Sadow Group work is focused upon the development of new catalytic reactions and new catalysts for application in green chemistry, stereoselective synthesis, and the conversion of abundant raw materials into commodity and specialty chemicals. This work impacts energy sciences and chemical production. Our approach involves the design and study of main group, early transition-metal, and rare earth organometallic compounds as catalysts for transformations of polar, oxygen- or nitrogen-containing substrates.

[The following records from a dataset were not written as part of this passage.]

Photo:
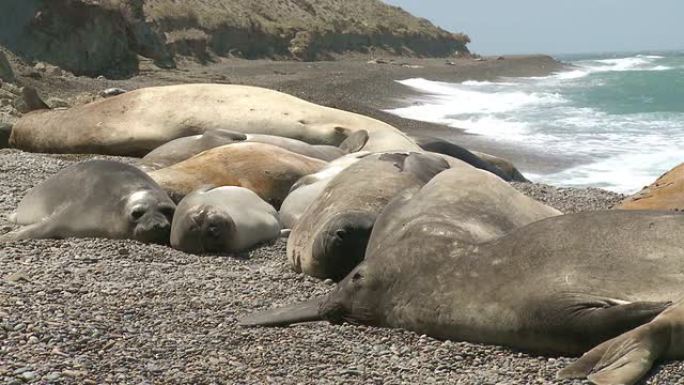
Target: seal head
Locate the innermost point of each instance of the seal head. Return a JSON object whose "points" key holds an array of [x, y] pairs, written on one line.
{"points": [[206, 229]]}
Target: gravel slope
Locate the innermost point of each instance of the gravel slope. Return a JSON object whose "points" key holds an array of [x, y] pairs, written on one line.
{"points": [[93, 311]]}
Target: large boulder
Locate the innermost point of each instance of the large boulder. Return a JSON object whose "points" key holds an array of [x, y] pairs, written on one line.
{"points": [[6, 72], [666, 193]]}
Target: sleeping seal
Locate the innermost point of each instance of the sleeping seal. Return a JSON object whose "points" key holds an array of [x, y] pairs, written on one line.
{"points": [[266, 169], [331, 236], [309, 187], [136, 122], [224, 219], [556, 286], [95, 198], [445, 147], [181, 149]]}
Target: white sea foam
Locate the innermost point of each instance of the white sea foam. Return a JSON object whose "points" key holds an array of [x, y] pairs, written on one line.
{"points": [[625, 150]]}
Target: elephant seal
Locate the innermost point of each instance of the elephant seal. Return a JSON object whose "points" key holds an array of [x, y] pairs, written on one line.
{"points": [[266, 169], [445, 147], [136, 122], [224, 219], [309, 187], [556, 286], [95, 198], [666, 193], [330, 238], [504, 165], [181, 149]]}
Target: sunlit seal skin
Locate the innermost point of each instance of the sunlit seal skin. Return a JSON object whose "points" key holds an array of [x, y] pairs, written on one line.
{"points": [[223, 220], [331, 236], [508, 168], [96, 198], [666, 193], [309, 187], [266, 169], [557, 286], [181, 149], [136, 122], [445, 147]]}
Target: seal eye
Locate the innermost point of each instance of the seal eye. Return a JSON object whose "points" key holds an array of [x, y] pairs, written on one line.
{"points": [[213, 231], [137, 213], [167, 211]]}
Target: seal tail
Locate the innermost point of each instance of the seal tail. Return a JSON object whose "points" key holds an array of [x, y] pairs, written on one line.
{"points": [[624, 359], [302, 312]]}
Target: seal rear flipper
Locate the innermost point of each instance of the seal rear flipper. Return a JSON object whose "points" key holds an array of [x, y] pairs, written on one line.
{"points": [[621, 360], [308, 311], [585, 320], [354, 142]]}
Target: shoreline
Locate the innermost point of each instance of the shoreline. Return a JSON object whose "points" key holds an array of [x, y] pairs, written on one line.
{"points": [[351, 84]]}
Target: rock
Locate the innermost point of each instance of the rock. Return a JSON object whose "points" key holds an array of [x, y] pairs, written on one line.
{"points": [[666, 193], [5, 131], [57, 103], [109, 92], [6, 72]]}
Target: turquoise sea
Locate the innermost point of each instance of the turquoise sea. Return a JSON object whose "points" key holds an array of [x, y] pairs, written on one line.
{"points": [[620, 115]]}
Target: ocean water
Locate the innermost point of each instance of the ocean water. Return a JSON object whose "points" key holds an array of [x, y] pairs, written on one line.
{"points": [[620, 116]]}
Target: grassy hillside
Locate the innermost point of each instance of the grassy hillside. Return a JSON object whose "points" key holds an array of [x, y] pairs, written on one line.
{"points": [[105, 36]]}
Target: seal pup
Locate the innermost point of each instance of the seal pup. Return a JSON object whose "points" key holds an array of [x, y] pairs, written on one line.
{"points": [[224, 219], [331, 236], [266, 169], [95, 198], [181, 149], [666, 193], [557, 286], [441, 146], [309, 187], [136, 122]]}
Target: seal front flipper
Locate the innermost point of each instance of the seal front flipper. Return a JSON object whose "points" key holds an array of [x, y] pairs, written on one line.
{"points": [[308, 311], [354, 142], [628, 357]]}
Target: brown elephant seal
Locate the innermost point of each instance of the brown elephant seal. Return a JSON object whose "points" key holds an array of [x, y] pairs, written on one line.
{"points": [[309, 187], [136, 122], [224, 219], [441, 146], [557, 286], [96, 198], [330, 238], [268, 170], [181, 149], [666, 193]]}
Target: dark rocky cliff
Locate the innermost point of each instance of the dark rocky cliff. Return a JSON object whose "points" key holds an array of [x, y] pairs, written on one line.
{"points": [[94, 37]]}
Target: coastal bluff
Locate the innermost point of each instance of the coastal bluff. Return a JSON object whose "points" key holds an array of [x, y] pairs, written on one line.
{"points": [[112, 37]]}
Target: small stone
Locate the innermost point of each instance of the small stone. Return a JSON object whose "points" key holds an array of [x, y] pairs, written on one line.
{"points": [[53, 376]]}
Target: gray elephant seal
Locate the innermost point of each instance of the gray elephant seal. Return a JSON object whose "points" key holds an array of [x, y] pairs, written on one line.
{"points": [[309, 187], [181, 149], [96, 198], [224, 219], [557, 286], [331, 236], [445, 147], [136, 122]]}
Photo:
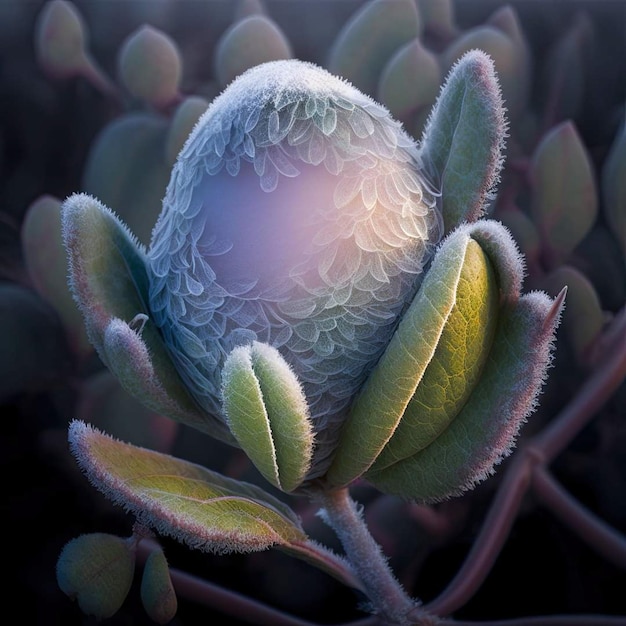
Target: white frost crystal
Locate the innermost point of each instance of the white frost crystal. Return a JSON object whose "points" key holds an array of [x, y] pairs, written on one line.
{"points": [[297, 215]]}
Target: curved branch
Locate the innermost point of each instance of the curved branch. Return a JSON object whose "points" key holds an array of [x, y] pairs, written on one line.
{"points": [[599, 535], [490, 540], [596, 390]]}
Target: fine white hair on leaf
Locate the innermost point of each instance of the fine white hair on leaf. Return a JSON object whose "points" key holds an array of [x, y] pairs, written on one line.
{"points": [[297, 215]]}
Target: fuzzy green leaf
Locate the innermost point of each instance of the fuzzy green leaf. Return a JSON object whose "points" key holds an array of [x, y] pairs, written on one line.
{"points": [[485, 430], [108, 275], [182, 500], [426, 347], [565, 199], [457, 363], [150, 66], [584, 319], [97, 570], [267, 413], [157, 592], [370, 38], [464, 139], [46, 261]]}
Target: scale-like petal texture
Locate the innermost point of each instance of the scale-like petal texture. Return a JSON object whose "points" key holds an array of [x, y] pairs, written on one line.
{"points": [[296, 215]]}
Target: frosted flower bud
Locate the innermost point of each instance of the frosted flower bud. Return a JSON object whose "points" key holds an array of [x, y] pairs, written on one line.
{"points": [[297, 215]]}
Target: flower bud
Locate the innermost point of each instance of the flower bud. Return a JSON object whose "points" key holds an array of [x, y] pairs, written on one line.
{"points": [[150, 66], [267, 413], [296, 216]]}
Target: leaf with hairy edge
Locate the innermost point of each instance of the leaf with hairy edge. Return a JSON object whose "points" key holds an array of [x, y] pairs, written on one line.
{"points": [[268, 414], [370, 38], [46, 261], [198, 507], [460, 286], [565, 199], [485, 430], [464, 139], [109, 280], [457, 363], [182, 500]]}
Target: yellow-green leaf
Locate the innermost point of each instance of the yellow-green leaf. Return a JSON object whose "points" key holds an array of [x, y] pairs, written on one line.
{"points": [[485, 430], [183, 500], [457, 363], [268, 414]]}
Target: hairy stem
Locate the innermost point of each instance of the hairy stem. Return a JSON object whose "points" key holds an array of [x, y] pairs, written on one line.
{"points": [[388, 599]]}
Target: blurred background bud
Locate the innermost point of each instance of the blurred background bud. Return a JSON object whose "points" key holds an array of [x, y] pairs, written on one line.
{"points": [[409, 85], [565, 201], [61, 39], [249, 42], [150, 66], [370, 38]]}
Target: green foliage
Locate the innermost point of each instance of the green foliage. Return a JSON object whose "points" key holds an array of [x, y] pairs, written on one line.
{"points": [[150, 66], [410, 102], [194, 505], [267, 413], [109, 281], [614, 188], [464, 138], [445, 403], [97, 571], [435, 364], [127, 169], [565, 201], [250, 41], [157, 592], [503, 398], [386, 26]]}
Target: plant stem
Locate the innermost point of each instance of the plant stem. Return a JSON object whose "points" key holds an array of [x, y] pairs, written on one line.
{"points": [[388, 599]]}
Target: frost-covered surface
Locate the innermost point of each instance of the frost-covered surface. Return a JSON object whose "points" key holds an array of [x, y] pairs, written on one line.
{"points": [[296, 215]]}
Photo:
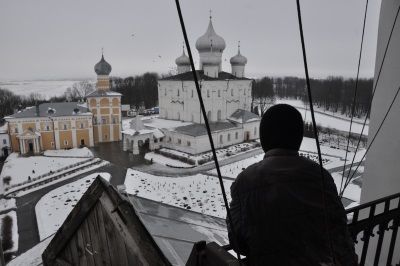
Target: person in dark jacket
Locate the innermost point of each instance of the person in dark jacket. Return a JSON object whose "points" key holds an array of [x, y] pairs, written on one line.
{"points": [[279, 214]]}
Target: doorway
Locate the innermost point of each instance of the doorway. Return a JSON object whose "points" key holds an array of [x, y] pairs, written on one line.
{"points": [[30, 144]]}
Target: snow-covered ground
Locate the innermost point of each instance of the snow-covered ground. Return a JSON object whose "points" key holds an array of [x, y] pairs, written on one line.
{"points": [[200, 193], [339, 122], [6, 204], [33, 256], [158, 158], [21, 168], [47, 88], [13, 216], [53, 208], [75, 152], [63, 178]]}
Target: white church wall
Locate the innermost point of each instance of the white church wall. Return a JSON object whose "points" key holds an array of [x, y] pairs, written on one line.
{"points": [[253, 129], [178, 99]]}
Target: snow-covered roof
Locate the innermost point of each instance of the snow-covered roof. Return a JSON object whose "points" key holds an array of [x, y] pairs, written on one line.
{"points": [[103, 93], [53, 110], [32, 256], [4, 128], [242, 116], [200, 129]]}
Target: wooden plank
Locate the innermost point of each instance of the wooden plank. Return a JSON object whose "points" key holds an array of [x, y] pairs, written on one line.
{"points": [[136, 236], [94, 236], [104, 250], [89, 253], [74, 251], [81, 248], [118, 256], [73, 221]]}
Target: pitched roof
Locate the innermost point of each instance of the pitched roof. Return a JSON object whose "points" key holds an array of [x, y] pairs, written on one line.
{"points": [[201, 76], [53, 110], [103, 93], [200, 129], [103, 226], [242, 116]]}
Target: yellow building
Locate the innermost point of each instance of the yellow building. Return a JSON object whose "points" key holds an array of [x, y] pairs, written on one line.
{"points": [[67, 125], [105, 106], [50, 126]]}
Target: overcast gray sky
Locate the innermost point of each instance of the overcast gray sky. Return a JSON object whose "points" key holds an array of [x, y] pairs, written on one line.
{"points": [[47, 39]]}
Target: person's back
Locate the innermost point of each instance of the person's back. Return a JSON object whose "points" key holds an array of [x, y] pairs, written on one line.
{"points": [[278, 210]]}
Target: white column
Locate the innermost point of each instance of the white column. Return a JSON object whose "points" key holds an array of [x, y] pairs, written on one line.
{"points": [[91, 138], [125, 143], [135, 147], [73, 127], [21, 150], [111, 127]]}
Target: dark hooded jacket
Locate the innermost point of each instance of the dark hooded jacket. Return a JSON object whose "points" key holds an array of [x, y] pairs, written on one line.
{"points": [[281, 217]]}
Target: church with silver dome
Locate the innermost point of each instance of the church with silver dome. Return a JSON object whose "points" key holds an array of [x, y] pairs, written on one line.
{"points": [[226, 96]]}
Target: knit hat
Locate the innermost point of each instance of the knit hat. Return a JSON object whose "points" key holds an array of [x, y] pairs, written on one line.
{"points": [[281, 127]]}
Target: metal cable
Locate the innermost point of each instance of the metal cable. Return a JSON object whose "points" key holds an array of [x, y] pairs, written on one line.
{"points": [[203, 110], [373, 139], [372, 96], [354, 96], [323, 185]]}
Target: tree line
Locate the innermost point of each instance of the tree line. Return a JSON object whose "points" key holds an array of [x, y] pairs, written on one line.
{"points": [[138, 91], [334, 94]]}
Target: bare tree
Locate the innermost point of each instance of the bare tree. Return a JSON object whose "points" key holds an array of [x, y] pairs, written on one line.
{"points": [[79, 91]]}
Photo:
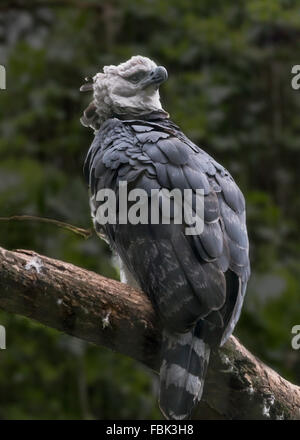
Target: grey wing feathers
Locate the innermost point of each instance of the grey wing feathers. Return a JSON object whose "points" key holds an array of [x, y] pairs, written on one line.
{"points": [[158, 156]]}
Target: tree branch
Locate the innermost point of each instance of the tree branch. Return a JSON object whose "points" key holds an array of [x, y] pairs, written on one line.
{"points": [[108, 313]]}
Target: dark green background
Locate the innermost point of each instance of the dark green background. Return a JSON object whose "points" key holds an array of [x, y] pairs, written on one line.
{"points": [[229, 89]]}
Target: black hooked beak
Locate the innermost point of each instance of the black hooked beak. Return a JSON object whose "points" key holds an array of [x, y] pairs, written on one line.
{"points": [[156, 77]]}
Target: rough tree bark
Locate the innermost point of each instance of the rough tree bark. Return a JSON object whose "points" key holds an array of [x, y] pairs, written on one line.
{"points": [[111, 314]]}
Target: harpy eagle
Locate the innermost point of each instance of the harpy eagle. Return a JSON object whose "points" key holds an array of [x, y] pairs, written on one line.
{"points": [[196, 283]]}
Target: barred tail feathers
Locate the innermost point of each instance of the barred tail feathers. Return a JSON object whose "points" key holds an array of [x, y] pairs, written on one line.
{"points": [[182, 373]]}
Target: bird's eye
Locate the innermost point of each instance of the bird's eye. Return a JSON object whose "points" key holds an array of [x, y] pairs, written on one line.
{"points": [[136, 77]]}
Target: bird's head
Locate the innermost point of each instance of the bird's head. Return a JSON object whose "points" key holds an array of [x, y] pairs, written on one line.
{"points": [[130, 89]]}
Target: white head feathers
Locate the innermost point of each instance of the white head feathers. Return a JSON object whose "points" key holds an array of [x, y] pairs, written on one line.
{"points": [[129, 89]]}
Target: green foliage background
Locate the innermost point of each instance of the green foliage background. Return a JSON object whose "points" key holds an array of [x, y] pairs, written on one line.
{"points": [[229, 89]]}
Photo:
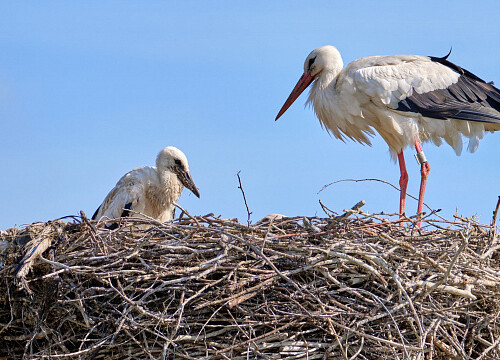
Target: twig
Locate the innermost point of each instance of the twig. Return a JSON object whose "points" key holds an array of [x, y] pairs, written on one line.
{"points": [[244, 197], [377, 180]]}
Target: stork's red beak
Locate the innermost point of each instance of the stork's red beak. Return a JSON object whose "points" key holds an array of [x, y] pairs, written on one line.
{"points": [[304, 81]]}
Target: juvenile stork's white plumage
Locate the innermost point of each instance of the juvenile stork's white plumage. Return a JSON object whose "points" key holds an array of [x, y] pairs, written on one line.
{"points": [[150, 190], [407, 99]]}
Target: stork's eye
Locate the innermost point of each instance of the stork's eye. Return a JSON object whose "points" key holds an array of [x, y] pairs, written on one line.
{"points": [[311, 61]]}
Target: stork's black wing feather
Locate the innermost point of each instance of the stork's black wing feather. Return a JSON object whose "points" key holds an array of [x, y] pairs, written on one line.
{"points": [[126, 210], [95, 214], [470, 98]]}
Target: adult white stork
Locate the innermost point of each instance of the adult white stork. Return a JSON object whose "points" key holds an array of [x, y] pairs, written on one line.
{"points": [[407, 99], [150, 190]]}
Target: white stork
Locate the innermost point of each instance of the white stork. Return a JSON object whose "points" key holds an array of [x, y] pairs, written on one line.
{"points": [[150, 190], [407, 99]]}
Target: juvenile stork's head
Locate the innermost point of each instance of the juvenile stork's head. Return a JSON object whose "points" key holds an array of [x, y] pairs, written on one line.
{"points": [[323, 61], [173, 160]]}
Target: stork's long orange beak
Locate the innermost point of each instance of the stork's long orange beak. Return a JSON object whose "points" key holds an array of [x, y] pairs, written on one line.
{"points": [[304, 81]]}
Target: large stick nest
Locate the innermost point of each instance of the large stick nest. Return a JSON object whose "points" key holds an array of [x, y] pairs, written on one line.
{"points": [[357, 287]]}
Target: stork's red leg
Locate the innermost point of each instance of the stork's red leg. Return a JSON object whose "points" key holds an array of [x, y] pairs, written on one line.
{"points": [[403, 183], [425, 168]]}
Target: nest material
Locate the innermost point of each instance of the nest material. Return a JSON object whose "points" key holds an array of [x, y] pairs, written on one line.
{"points": [[210, 288]]}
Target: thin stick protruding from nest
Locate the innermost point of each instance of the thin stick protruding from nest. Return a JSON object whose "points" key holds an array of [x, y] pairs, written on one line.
{"points": [[244, 197]]}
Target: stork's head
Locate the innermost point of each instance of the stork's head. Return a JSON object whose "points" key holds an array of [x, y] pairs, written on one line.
{"points": [[173, 160], [325, 59]]}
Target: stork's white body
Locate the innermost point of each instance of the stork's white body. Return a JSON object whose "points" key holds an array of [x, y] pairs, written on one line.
{"points": [[365, 96], [407, 99], [146, 191], [150, 190]]}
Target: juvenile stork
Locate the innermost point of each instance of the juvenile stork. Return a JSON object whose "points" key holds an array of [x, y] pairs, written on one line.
{"points": [[407, 99], [150, 190]]}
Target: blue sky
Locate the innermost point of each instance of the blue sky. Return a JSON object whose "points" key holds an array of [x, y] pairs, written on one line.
{"points": [[92, 89]]}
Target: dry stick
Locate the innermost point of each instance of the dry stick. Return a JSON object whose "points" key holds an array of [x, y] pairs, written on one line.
{"points": [[378, 180], [494, 221], [327, 211], [188, 214], [244, 197]]}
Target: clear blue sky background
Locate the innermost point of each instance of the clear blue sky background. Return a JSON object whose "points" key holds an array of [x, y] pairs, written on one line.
{"points": [[92, 89]]}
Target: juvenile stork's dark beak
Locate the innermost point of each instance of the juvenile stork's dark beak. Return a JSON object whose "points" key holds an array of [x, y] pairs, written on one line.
{"points": [[187, 181]]}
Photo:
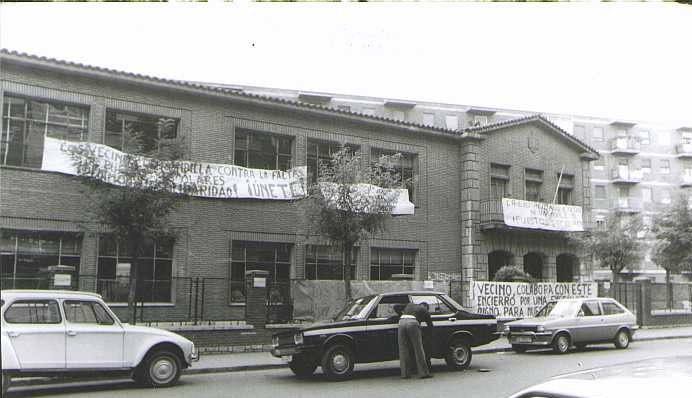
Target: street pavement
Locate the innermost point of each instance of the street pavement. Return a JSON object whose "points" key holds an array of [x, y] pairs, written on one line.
{"points": [[495, 375], [235, 362]]}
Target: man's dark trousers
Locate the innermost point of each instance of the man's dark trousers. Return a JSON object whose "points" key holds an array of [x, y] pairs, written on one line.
{"points": [[411, 348]]}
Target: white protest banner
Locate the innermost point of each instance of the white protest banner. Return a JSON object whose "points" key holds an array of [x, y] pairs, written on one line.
{"points": [[211, 180], [521, 300], [537, 215], [362, 196]]}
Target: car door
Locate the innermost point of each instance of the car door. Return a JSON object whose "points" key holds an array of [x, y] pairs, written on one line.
{"points": [[444, 323], [93, 338], [382, 328], [37, 333], [589, 322]]}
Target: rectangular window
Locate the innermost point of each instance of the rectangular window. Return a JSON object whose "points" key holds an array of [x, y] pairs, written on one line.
{"points": [[428, 119], [136, 133], [597, 134], [664, 167], [325, 262], [24, 255], [645, 137], [646, 166], [259, 150], [275, 258], [320, 155], [154, 270], [499, 181], [533, 182], [480, 120], [647, 195], [387, 262], [407, 167], [452, 122], [25, 123], [34, 312], [564, 191]]}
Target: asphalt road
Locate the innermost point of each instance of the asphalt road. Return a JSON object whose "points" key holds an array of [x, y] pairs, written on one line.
{"points": [[490, 376]]}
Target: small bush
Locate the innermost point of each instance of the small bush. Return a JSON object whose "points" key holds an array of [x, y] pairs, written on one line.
{"points": [[511, 273]]}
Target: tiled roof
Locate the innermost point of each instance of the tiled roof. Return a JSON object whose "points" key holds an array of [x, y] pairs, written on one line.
{"points": [[230, 92], [530, 119]]}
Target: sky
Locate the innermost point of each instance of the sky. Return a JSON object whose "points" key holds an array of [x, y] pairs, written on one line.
{"points": [[619, 61]]}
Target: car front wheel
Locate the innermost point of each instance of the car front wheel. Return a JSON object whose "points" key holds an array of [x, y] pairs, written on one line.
{"points": [[458, 355], [159, 369], [338, 362], [622, 339], [561, 343], [302, 366], [518, 348], [6, 379]]}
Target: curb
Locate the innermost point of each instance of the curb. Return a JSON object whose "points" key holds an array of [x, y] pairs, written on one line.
{"points": [[247, 368]]}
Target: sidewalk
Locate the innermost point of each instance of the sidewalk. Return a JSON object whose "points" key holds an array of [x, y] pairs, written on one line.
{"points": [[245, 361]]}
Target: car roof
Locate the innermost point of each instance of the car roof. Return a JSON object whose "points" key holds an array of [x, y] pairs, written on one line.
{"points": [[35, 293]]}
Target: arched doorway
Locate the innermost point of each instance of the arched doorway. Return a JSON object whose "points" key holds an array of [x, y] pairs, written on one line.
{"points": [[566, 267], [533, 265], [498, 259]]}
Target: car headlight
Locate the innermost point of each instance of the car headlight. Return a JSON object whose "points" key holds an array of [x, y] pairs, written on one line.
{"points": [[298, 338]]}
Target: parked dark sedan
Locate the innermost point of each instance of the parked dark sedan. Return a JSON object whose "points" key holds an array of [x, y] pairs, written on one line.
{"points": [[366, 331]]}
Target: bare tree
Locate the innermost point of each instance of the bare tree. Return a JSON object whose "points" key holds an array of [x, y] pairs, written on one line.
{"points": [[352, 200], [673, 247]]}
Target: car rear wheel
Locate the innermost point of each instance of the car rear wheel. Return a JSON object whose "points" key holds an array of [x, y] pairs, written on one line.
{"points": [[519, 348], [6, 379], [338, 362], [159, 369], [458, 355], [622, 339], [561, 343], [302, 366]]}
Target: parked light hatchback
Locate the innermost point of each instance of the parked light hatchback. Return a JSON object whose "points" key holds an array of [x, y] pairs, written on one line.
{"points": [[49, 333], [565, 323]]}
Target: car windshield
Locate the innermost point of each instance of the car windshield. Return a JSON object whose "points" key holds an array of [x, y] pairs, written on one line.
{"points": [[354, 309], [559, 309]]}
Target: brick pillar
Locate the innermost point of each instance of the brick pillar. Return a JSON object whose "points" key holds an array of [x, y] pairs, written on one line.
{"points": [[470, 215], [256, 298]]}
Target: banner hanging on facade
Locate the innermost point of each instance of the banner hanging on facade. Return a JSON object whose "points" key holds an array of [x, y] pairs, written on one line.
{"points": [[211, 180], [538, 215], [522, 300]]}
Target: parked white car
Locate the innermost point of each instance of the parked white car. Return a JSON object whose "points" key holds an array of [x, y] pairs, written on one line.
{"points": [[565, 323], [48, 333]]}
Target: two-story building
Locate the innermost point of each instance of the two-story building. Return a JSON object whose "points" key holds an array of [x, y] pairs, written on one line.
{"points": [[461, 175]]}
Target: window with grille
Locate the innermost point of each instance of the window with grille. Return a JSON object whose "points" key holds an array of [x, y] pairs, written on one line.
{"points": [[387, 262], [138, 133], [26, 121], [261, 150]]}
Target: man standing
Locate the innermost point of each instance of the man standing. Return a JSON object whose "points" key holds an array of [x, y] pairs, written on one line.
{"points": [[410, 340]]}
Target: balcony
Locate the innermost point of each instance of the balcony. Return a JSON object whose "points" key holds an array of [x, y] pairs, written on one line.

We study structure and reactivity through a combination of spectroscopy and kinetics to better understand catalytic reactions, the chemical properties that make a good catalysts, and to design new transformations.

  • CpBZr

    Amine synthesis is industrially important, from the energy-intensive but highly impactful production of ammonia, to pharmaceutical molecules. Commercial amine manufacturing often involves multistep processes to build C–N bonds, whereas the addition reaction of amines and olefins can provide new amines in a single step. Additional efficiencies may be realized with control over proximal or vicinal stereocenters. A number of challenges face hydroamination catalysis, both in terms of understanding mechanism of highly efficient catalysts and developing new stereocontrol.

  • SmR2carbene-render3

    We have been synthesizing rare earth and main group alkyl compounds as catalyst precursors and as catalysts in their own right. Unlike many transition metal complexes, main group and rare earth alkyl compounds containing β-H atoms (i.e., M–C–C–H) often resist β-H elimination that leads to metal-carbon bond cleavage.

  • ToMMgH2Bpin

    We have developed a number of magnesium and zirconium catalyzed processes that begin to overcome the limitations of these oxophilic metal centers.

    For example, a magnesium complex is an effective catalyst for the reduction of esters through hydroboration. The catalyst is proposed to involve a magnesium hydridoborate ToMMgH2Bpin, which is crystallographically characterized and shown above. The catalytic system is selective for esters vs. olefins, nitro groups, nitriles, and heteroaromatics.